What if the inability to capture the two targets Warburton identified in January comes back to repeat itself in the summer? Warburton wanted the Brentford player Toumani Diagouraga but he went to Leeds and the vibe was that Rangers didn’t have the cash to get him and Michael O’Halloran from St Johnstone.”
“Are you telling me Rangers* fans will be happy with digging in for a point at Inverness to secure a place in the top six next season while Celtic and Aberdeen are 30 points ahead fighting for the championship title? Of course not. That position would be real pressure for Warburton who seems to get irritated at the slightest thing. And who knows for sure if he’d fancy it?”
Ooooooft! Sutton shoots and scores!
A realistic assessment of what Warbo ought to be achieving with the resources at his disposal in the second tier of Scottish football.
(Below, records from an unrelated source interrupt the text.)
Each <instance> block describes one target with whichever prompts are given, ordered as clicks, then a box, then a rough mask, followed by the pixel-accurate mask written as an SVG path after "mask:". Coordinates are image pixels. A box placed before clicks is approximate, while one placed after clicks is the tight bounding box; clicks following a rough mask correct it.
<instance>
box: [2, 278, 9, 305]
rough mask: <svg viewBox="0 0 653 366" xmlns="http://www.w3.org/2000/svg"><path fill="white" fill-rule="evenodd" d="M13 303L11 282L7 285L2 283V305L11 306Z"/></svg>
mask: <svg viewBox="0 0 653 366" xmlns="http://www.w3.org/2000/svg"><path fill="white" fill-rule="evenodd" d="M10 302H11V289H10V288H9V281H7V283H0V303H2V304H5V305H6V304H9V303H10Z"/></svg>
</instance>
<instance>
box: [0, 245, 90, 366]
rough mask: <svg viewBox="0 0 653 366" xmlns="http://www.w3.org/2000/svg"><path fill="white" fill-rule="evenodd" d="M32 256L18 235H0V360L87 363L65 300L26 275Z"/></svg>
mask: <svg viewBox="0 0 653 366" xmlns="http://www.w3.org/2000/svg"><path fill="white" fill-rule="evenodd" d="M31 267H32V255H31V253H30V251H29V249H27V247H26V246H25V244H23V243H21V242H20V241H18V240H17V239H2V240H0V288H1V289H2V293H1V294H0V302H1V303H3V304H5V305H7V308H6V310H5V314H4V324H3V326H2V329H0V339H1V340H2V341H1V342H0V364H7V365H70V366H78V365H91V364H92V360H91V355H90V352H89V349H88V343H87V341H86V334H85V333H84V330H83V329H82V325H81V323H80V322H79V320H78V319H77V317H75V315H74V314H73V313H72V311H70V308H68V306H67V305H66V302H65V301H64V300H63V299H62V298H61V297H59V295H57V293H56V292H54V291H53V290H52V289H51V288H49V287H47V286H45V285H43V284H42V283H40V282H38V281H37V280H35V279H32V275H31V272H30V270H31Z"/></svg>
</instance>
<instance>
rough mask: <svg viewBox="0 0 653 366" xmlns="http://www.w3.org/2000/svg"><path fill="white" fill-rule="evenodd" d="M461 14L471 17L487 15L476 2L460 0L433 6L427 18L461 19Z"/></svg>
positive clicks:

Raising the question of whether Dave King actually does have a war chest to hand to his manager.
Pointing out that Warbo appears so thinned-skinned that he often gets mistaken for a sheet of cellophane, and asking whether he would really be ‘up’ for a mid-table scrap in the Premiership.
This is not the sort of commentary that we are used to seeing in relation to the King Warbolution at Sevco. It might be reasonable and questioning commentary, but it sure as hell isn’t what gets published in some of the newspapers or uttered by pundits on the love-ins which masquerade as radio phone-ins.
Which tells us something unsettling about quite a lot of the football coverage in Scotland.
Well done Chris Sutton!
Now, your next challenge is to say something positive about Ronny Deila.